Poursuivant donc, il va lui poser les questions suivantes : «ai-je bien noté que dans l’institution du point de vue fonctionnelle vous avez le même rang que le chef d’état-major de l’armée de terre ?». L’accusé va répondre par l’affirmative.  «Le général Gilbert Diendéré fait-il partie de l’armée de terre ?».  Oui, a-t-il répondu de nouveau. A la question de savoir si lorsque le général Gilbert Diendéré et le chef d’état-major de l’armée de terre se retrouvent qui commande l’autre ; le prévenu va faire comprendre que devant les hommes c’est le chef d’état-major de l’armée de terre qui commande. Se basant sur la réponse, Me Farama va continuer : «quand c’est vous et le général qui commande? ».  Le chef d’»état-major particulier de la présidence ne préside pas les couleurs, c’est une particularité au RSP», a répondu le colonel-major. Tirant conclusion de la réponse de l’avocat et observant que dans la logique où Gilbert Diendéré est sans fonction, il ne peut donc pas le commander ; il lui demande de savoir s’il trouve normal que vu l’organigramme, le général qui n’a aucune fonction ait autorité sur lui. En réponse, l’accusé va rappeler qu’au rassemblement de la troupe c’est le plus gradé qui dirige. N’étant pas convaincu par la défense de son vis-à-vis, Me Prosper Farama va rappeler au tribunal que c’est lui qui a lu le communiqué du CND devant la hiérarchie militaire sur instruction du général Diendéré et lui-même a reconnu l’avoir fait car c’est un général qui le lui a ordonné, a-t-il soutenu.

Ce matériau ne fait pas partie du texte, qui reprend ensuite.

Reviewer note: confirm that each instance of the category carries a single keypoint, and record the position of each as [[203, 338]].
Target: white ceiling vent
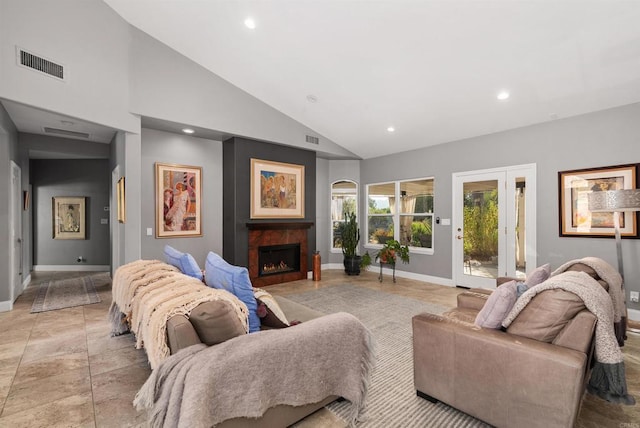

«Le colonel-major a signé le communiqué, il est complice»

Le colonel-major est celui qui a signé le communiqué faisant du général Gilbert Diendéré le président du Faso et il l’a reconnu tout en précisant qu’il était sous pression. Pour Me Farama celui qui signe le communiqué est complice de celui qui a fait le putsch. Comme observation, le conseil des parties civiles affirme qu’il y a des gens qui s’embarquent dans un coup d’Etat par peur, mais cela ne les dédouane pas, a-t-il signifié. Dans le cas présent, il indique que si l’on prend en compte les conditions dans lesquelles l’officier a été embarqué, l’on peut retenir des circonstances atténuantes. Il rappelle cependant que cela ne peut pas le dédouaner pénalement. Afin de se faire une idée précise de la situation, il s’interroge si c’est par peur ou par suivisme de la hiérarchie que Boureima Kiéré a accompagné le coup d’Etat. L’intéressé a simplement souhaité ne pas répondre.

«Un coup d’Etat fantôme !»

On se rappelle que l’accusé avait reconnu lors de sa première comparution avoir reçu des mains du général Diendéré la somme de 160 millions de francs CFA. Afin d’en savoir un peu plus sur la somme en question, l’avocat des parties civiles n’a pas hésité à demander à l’officier militaire s’il a la fonction de trésorier ou de caissier. En réponse à cette interrogation, l’officier va rappeler qu’il était le chef d’état-major particulier de la présidence du Faso. Estimant que la question a choqué son interlocuteur, l’auxiliaire de justice va faire observer que par contre il n’a pas été choqué quand le général l’avait traité de caissier ou de trésorier en lui remettant l’argent qu’il a gardé. Pour répondre aux propos de son vis-à-vis, le prévenu va dans un premier temps rassuré l’avocat qu’il n’a pas été choqué  avant d’indiquer que les 160 millions sont des  fonds privés qui lui ont été confiés. Il ajoute : «si vous-même Me Farama vous me donnez votre argent, je vais le garder volontiers». Sans détour, l’homme de droit lui confie qu’il n’a pas 160 millions. Sans rancune, le colonel-major va souhaiter que Dieu le lui donne et plus que ça. «Merci mais je sais où le garder», a rétorqué Me Prosper Farama.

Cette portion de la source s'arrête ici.